Williams death a sad reminder

ROBIN Williams touched many lives with his quick wit and gift of being able to make others laugh.

Indeed generations have watched many characters come to life on our screens as Williams went from strength to strength as an entertainer.

Even those who perhaps didn't like his movies could acknowledge Williams' talent.

There is no doubt the world this week lost a true entertainer. Someone who made others smile.

But at the same time, Williams had his own inner struggle - and he was not alone.

As we grieved his death, at least seven Australians would have taken their own lives.

Suicide is the leading cause of death for Australians aged between 15 and 44 years.

Lifeline reports that deaths by suicide have reached a 10 year peak and men account for three out of every five deaths. They are least likely to seek help.

For every person who dies through suicide, at least 30 others will attempt to take their own lives - equating to about 200 attempts per day, or one every 10 minutes.

Statistics always make for dry reading - but if ever there was a number to pay attention to it's this: 2535. That is how many people took their own lives in Australia in 2012. In 2010, that number was 2361.

Yesterday Williams' wife Susan Schneider wrote 'I lost my husband and my best friend, while the world lost one of its most beloved artists and beautiful human beings. I am utterly heartbroken'. 

For every one of the 2535 people who died from suicide in 2012, and every person who has died from suicide since, there are families, friends and communities who can so deeply relate to those words.

Those most at risk of suicide are people with a history of trying to take their own lives, depression, psychotic illness, eating disorders or drug and alcohol abuse problems.

Depression will affect one in seven Australians during their lifetime. It can leave many feeling isolated, alone and feeling they have nowhere to turn.
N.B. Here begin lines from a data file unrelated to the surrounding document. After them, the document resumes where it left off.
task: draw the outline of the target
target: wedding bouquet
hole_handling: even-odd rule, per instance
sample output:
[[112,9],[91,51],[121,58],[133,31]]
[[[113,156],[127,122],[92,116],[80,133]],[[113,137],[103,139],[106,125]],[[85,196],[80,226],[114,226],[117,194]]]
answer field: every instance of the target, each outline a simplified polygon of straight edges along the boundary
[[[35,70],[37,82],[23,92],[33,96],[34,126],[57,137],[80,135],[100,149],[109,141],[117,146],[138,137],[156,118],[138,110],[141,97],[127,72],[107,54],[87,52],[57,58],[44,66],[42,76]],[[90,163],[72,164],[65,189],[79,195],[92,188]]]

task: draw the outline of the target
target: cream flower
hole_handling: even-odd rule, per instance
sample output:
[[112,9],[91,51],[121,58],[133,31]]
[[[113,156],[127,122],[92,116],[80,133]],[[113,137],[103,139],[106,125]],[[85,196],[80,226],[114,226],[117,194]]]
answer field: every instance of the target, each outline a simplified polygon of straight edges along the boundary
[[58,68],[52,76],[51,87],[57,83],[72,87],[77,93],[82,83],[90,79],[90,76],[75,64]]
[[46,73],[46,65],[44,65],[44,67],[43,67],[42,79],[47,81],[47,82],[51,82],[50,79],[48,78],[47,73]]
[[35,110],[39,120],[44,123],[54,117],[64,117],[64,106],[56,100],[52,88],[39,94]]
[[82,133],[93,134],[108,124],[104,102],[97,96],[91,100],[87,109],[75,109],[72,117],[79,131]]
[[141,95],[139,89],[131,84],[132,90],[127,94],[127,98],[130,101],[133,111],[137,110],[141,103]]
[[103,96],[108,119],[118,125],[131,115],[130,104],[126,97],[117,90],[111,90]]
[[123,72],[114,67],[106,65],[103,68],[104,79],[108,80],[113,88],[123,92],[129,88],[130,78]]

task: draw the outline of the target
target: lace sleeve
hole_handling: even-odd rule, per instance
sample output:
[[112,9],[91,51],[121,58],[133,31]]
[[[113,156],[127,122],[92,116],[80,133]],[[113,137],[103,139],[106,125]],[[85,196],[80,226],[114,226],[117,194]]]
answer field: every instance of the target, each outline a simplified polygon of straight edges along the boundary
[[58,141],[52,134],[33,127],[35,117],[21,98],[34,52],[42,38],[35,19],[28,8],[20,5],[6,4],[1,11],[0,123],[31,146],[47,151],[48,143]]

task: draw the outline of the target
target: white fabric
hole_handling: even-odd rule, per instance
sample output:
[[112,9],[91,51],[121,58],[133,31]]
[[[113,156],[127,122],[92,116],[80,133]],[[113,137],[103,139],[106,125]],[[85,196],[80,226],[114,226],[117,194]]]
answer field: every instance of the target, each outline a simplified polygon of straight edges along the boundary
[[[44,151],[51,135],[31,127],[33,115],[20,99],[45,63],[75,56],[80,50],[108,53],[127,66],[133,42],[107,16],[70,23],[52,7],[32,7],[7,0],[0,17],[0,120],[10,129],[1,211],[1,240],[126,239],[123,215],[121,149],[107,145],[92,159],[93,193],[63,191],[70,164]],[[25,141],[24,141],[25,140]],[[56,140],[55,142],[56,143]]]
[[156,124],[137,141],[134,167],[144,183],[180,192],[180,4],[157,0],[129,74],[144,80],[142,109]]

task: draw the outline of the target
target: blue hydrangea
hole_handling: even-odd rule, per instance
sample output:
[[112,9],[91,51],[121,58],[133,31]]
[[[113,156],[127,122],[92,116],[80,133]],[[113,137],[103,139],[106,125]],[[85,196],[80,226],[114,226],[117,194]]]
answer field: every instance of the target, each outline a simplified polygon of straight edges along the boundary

We each have a role to play in helping to prevent deaths by suicide. We need to keep talking, recognising changing behaviours and moods. 

There is some great work being done in our community by groups such as the Suicide Prevention Awareness Network and HALT.

HALT formed when Jeremy Forbes and a group of friends recognised a need to raise awareness about anxiety, depression and well-being in the tradie community.

The goal is to get tradies talking to each other; looking out for each other.

Lifeline offers some helpful advice on how to look out for people you care about and those you think might be considering suicide.

It also offers guidance for those with suicidal thoughts. It is thought about 1000 people think of suicide daily, with abut 250 people making a suicide plan - but most who consider suicide are able to find a way through their crisis.

We need to all find a way to reach out to those who believe they can't find that way through.